Introduction:
In this series of articles I have been covering getting the proposed Pentaho Cluster running on EC2.
http://blog.vmdatamine.com/2007/09/pentaho-business-suite-cluster-research.html
http://blog.vmdatamine.com/2007/09/pentaho-cluster-installing-jgroups.html
http://blog.vmdatamine.com/2007/11/pentaho-cluster-installing-jgroups-on.html
In the last article, I ran a JGroups cluster test and found the results disappointing compared to the test results published by JBoss.
So given there are new larger instances available now with better performance I decided to see how JGroups would perform on those instances.
The specification of the large instances can be found in Amazon's announcement.
The only change from the last test from an upgrade to Java (JDK 6 Release 3) and running on Amazon public image Fedora 64 bit OS.
I tried both the large and extra large instances in a 4 node cluster setup running TCP.
Comments:
- The network bandwidth is still the limiting factor.
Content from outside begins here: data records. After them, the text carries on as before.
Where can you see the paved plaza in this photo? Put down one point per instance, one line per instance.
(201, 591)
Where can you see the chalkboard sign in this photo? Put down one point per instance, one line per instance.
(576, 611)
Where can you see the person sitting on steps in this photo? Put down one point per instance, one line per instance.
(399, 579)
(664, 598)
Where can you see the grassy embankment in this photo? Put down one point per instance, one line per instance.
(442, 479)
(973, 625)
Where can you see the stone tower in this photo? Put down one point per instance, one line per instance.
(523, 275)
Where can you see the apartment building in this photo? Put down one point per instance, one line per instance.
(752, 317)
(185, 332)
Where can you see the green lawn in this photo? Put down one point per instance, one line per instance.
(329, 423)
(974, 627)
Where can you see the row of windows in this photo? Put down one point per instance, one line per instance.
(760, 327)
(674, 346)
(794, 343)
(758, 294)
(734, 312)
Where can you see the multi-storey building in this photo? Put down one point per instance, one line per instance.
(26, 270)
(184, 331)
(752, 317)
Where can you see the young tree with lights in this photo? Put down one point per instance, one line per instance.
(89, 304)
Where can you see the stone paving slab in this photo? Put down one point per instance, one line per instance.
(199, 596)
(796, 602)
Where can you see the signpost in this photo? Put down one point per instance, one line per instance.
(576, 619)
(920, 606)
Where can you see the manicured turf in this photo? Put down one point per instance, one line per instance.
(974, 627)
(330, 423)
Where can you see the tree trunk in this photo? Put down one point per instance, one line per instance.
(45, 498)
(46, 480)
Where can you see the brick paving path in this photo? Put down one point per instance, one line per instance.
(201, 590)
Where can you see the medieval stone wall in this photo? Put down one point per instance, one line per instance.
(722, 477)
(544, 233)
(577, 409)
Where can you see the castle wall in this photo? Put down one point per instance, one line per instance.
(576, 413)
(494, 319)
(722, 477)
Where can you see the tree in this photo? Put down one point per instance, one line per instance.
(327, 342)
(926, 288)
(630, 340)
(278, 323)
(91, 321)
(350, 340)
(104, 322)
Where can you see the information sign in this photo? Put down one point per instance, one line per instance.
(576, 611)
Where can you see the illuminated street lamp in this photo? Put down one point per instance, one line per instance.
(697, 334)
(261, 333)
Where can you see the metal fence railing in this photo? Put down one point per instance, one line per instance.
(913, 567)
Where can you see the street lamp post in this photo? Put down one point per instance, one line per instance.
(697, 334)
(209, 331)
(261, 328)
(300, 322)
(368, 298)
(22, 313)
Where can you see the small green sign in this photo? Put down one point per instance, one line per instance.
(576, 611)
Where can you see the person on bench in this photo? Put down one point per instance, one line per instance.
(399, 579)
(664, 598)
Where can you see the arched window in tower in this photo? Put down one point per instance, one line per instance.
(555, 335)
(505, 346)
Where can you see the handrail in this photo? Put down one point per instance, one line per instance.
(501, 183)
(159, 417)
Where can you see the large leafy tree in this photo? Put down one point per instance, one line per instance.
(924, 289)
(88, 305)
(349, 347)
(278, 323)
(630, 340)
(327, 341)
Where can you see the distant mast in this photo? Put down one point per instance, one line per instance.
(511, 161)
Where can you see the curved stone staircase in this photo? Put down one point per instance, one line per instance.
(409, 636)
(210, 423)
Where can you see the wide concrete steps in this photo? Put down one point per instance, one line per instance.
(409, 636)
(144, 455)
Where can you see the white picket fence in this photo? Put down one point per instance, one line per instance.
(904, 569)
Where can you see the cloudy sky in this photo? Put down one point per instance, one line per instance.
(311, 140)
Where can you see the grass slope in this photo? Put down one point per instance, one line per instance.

- I had to modify the tcp.xml settings to enable queues to stop the test hanging sporadically.
- The larger 64 bit instances have more throughput vs the small nodes. This could be due to settings or CPU is an underlining factor after all.
- You are not going to reach the JBoss performance results without a faster network.
Results:
Two nodes: 2 senders:
-- results:
10.252.93.220:7800 (myself):
num_msgs_expected=20000, num_msgs_received=20000 (loss rate=0.0%), received=20MB, time=3211ms, msgs/sec=6228.59, throughput=6.23MB
10.252.99.47:7800:
num_msgs_expected=20000, num_msgs_received=20000 (loss rate=0.0%), received=20MB, time=3236ms, msgs/sec=6180.47, throughput=6.18MB
combined: 6204.53 msgs/sec averaged over all receivers (throughput=6.2MB/sec)
Two nodes: 1 sender, 1 receiver
-- results:
10.252.93.220:7800 (myself):
num_msgs_expected=10000, num_msgs_received=10000 (loss rate=0.0%), received=10MB, time=2607ms, msgs/sec=3835.83, throughput=3.84MB
10.252.99.47:7800:
num_msgs_expected=10000, num_msgs_received=10000 (loss rate=0.0%), received=10MB, time=2515ms, msgs/sec=3976.14, throughput=3.98MB
combined: 3905.98 msgs/sec averaged over all receivers
(throughput=3.9MB/sec)
4 nodes: 2 senders, 2 receivers
-- results:
10.252.23.15:7800:
num_msgs_expected=20000, num_msgs_received=20000 (loss rate=0.0%), received=20MB, time=4640ms, msgs/sec=4310.34, throughput=4.31MB
10.252.98.208:7800:
num_msgs_expected=20000, num_msgs_received=20000 (loss rate=0.0%), received=20MB, time=4687ms, msgs/sec=4267.12, throughput=4.27MB
10.252.79.0:7800 (myself):
num_msgs_expected=20000, num_msgs_received=20000 (loss rate=0.0%), received=20MB, time=4642ms, msgs/sec=4308.49, throughput=4.31MB
10.252.93.203:7800:
num_msgs_expected=20000, num_msgs_received=20000 (loss rate=0.0%), received=20MB, time=4654ms, msgs/sec=4297.38, throughput=4.3MB
combined: 4295.83 msgs/sec averaged over all receivers (throughput=4.3MB/sec)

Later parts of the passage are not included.